RA Treated With Abatacept Comparable to Adalimumab

Alice Goodman

November 16, 2012

WASHINGTON, DC — Abatacept and adalimumab had comparable efficacy after 1 year of treatment in patients with rheumatoid arthritis (RA) on background methotrexate therapy. This is the first fully powered study to compare 2 different biologics in the treatment of RA patients on background methotrexate.

"Subcutaneous abatacept was comparable to adalimumab according to most efficacy measures, including radiographic progression. Safety of the 2 drugs was generally similar, with fewer discontinuations and injection site reactions observed with abatacept," stated lead author, Michael Weinblatt, MD, Brigham and Women's Hospital, Boston, Massachusetts.

The AMPLE study is an ongoing, phase 3b, randomized, investigator-blinded study of 24 months duration with a 12-month primary efficacy endpoint, which was reported here at the American College of Rheumatology 2012 annual meeting. A total of 646 biologic-naïve RA patients were randomized 1:1 to abatacept 125 mg weekly or adalimumab 40 mg biweekly; 86.2% and 82%, respectively, completed 12 months of therapy.
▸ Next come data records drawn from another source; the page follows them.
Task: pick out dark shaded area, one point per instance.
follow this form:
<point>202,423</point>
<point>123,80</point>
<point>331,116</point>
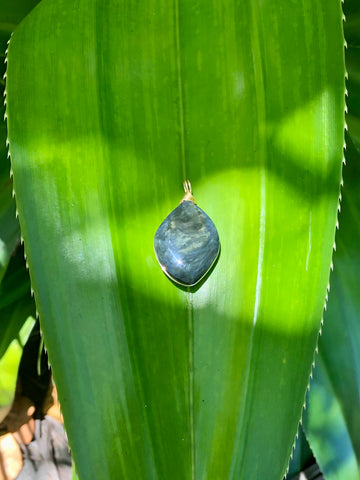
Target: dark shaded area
<point>42,439</point>
<point>48,455</point>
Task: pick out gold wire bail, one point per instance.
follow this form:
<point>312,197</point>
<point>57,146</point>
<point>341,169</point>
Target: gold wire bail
<point>188,194</point>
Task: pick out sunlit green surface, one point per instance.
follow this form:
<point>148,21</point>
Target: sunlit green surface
<point>332,419</point>
<point>110,106</point>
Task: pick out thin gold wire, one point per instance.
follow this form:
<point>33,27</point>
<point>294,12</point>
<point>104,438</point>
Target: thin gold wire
<point>188,194</point>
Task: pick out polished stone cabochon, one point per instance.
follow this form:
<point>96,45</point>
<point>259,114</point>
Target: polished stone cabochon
<point>186,244</point>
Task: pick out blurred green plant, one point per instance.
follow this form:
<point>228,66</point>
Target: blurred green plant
<point>109,107</point>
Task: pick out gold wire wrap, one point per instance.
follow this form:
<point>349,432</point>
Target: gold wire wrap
<point>188,194</point>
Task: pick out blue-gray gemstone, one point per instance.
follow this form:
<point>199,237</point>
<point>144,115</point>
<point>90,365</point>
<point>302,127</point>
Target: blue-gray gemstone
<point>186,244</point>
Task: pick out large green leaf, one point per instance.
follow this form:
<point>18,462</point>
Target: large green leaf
<point>15,302</point>
<point>11,12</point>
<point>110,106</point>
<point>332,418</point>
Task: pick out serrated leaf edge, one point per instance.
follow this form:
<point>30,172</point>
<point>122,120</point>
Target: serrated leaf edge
<point>316,351</point>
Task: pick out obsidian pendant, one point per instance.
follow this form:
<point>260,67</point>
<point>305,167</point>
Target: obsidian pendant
<point>186,243</point>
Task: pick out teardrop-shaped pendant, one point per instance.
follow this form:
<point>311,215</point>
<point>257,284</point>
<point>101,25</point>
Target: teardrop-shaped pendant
<point>187,243</point>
Inclusion criteria included active RA of < 5 years duration and inadequate response to methotrexate. All patients were biologic-naïve. Demographic and disease characteristics were well balanced between the 2 treatment arms. Mean Disease Activity Score (DAS28) was 5.5 and mean duration of RA was about 1.8 years.

"Investigators were blinded, the clinical assessor was blinded but the patients were not blinded to the treatment they were receiving," Dr. Weinblatt said. This was done because the 2 treatments are given by different routes of administration and on different schedules and it would have been too cumbersome and inconvenient.

At 1 year, the primary endpoint of at least a 20% improvement in the signs and symptoms of RA as shown by ACR20 was achieved in 64.8% of abatacept-treated patients vs 63.4% of the adalimumab group. "This 1.8% difference in treatment arms showed non-inferiority by a priori definition," Dr. Weinblatt told listeners.

The kinetics of response across ACR20/50/70 was comparable. The rate of ACR50 response was 46.2% and 46%, respectively; ACR70 was achieved in 29.2% and 26.2%, respectively, at 1 year.

The rates of nonradiographic disease progression were also comparable. 85% for abatacept vs 89% for adalimumab.

The 2 treatment arms had similar rates of adverse events, including serious adverse events, which were reported in 20 abatacept-treated patients vs 11 in the adalimumab group. The rate of serious infections was comparable as well, with 7 reported in the abatacept group vs 9 in the adalimumab group. None of these infections led to discontinuations of abatacept, whereas treatment was stopped in 5 of 9 patients taking adalimumab who had serious infections.

The rate of injection site reactions was 3.8% on abatacept vs 9.1% on adalimumab (P = .006).

"Pioneering Effort"

During the discussion following this presentation, David Felson, MD, Professor of Medicine and Epidemiology at Boston University School of Medicine, Massachusetts, commended the AMPLE investigators for conducting this study. "This is a pioneering effort. Faced with a growing armamentarium of biologic therapies for RA, we need many more of these studies."

Dr. Felson said that the ACR hybrid would be a better measure to use in these comparative studies because it is continuous, whereas ACR20 measures an individual time point. Dr. Weinblatt's response was that the investigators are planning a post-hoc analysis of the AMPLE data using the ACR hybrid.

"European agencies have recommended head-to-head trials. We will need more head-to-head trials of new therapies. Sponsors and payers should appreciate that," Dr. Felson said.

Dr. Weinblatt disclosed financial ties with Bristol-Myers Squibb and Abbott. Dr. Felson has disclosed no relevant relationships; he does receive funding from the National Institutes of Health.

2012 Annual Meeting of the American College of Rheumatology. Abstract 2449. Presented November 12, 2012.